For another thing, the phrase “of classic crime” suggests that Edwards has conducted a comprehensive tour of the field in question. In fact, his tour focuses overwhelmingly on British writers and on the decidedly British milieu in which their work emerged. Of the 24 chapters, one features American writers such as Dashiell Hammett and Ellery Queen, and one features non-English-language writers such as Georges Simenon and Jorge Borges. Although the book choices here are apt and intriguing, they also have a random quality and smack just a little of tokenism. Maybe the publisher, eager to market this title beyond the United Kingdom, urged Edwards to include a small quota of yanks and other foreigners. In any event, fully embracing the parochial nature of his project might have been a wiser option. Implicitly, the book makes a powerful case for staying close to (Edwards’s) home. This case runs as follows: The modern detective story, though invented in the United States by Edgar Allan Poe, was gloriously reinvented in the late 19th and early 20th centuries by men and women who lived and wrote on the other side of the Atlantic. They took a form originally designed for deploying tricks and delivering thrills, and they remade it as a vehicle for embodying and exploring a broad slice of British social life.

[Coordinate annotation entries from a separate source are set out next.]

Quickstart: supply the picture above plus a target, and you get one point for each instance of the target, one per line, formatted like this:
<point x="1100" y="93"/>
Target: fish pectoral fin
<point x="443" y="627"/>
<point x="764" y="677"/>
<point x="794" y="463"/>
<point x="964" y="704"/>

For yet another thing, the claim to cover the field of classic crime “in 100 books” is far too modest. Throughout this survey, and particularly in the chapter introductions, Edwards discusses dozens of other works. Clearly, he has steeped himself in a vast literature, and that deep store of knowledge has equipped him to curate an array of books that encompasses both well-known cornerstone titles and obscure gems. The scale and scope of this effort reinforces the case for giving sustained attention to British crime writers of the classic era. These writers, Edwards demonstrates, left behind a body of work marked by great richness and variety. They took steps, and indeed they took risks, that are supposedly the exclusive province of mainstream or “literary” fiction. They plumbed the quandaries of the human psyche (by, for example, taking readers inside the minds of murderers as well as detectives). They dissected the workings of society (by, for example, probing the underside of middle-class respectability from multiple angles). They experimented with narrative structure (by, for example, producing “inverted” tales that identify a culprit upfront and then recount the discovery process that leads to his or her undoing). To be sure, they created and followed certain formulas—the unbreakable alibi, the locked-and-barred room, the closed set of suspects. Yet an impressive number of them stand out for their willingness to test and tweak such formulas.
Fittingly, the last writer featured in this compendium is Julian Symons, a novelist and critic whose most notable contribution to the genre was his authorship of Bloody Murder: From the Detective Story to the Crime Novel (1972). Symons in that book traced the ebb and flow of an entire literary tradition—its overall course and its various tributaries—and many of his summary judgments have solidified into conventional wisdom. When it came to British crime writing in the early 20th century, he argued (or at least implied) that its practitioners consisted mainly of rule-bound puzzle-setters and “humdrum” plodders. Edwards, first in Golden Age of Murder and now in this book, has deconstructed that narrow frame of understanding and replaced it with a far more expansive view.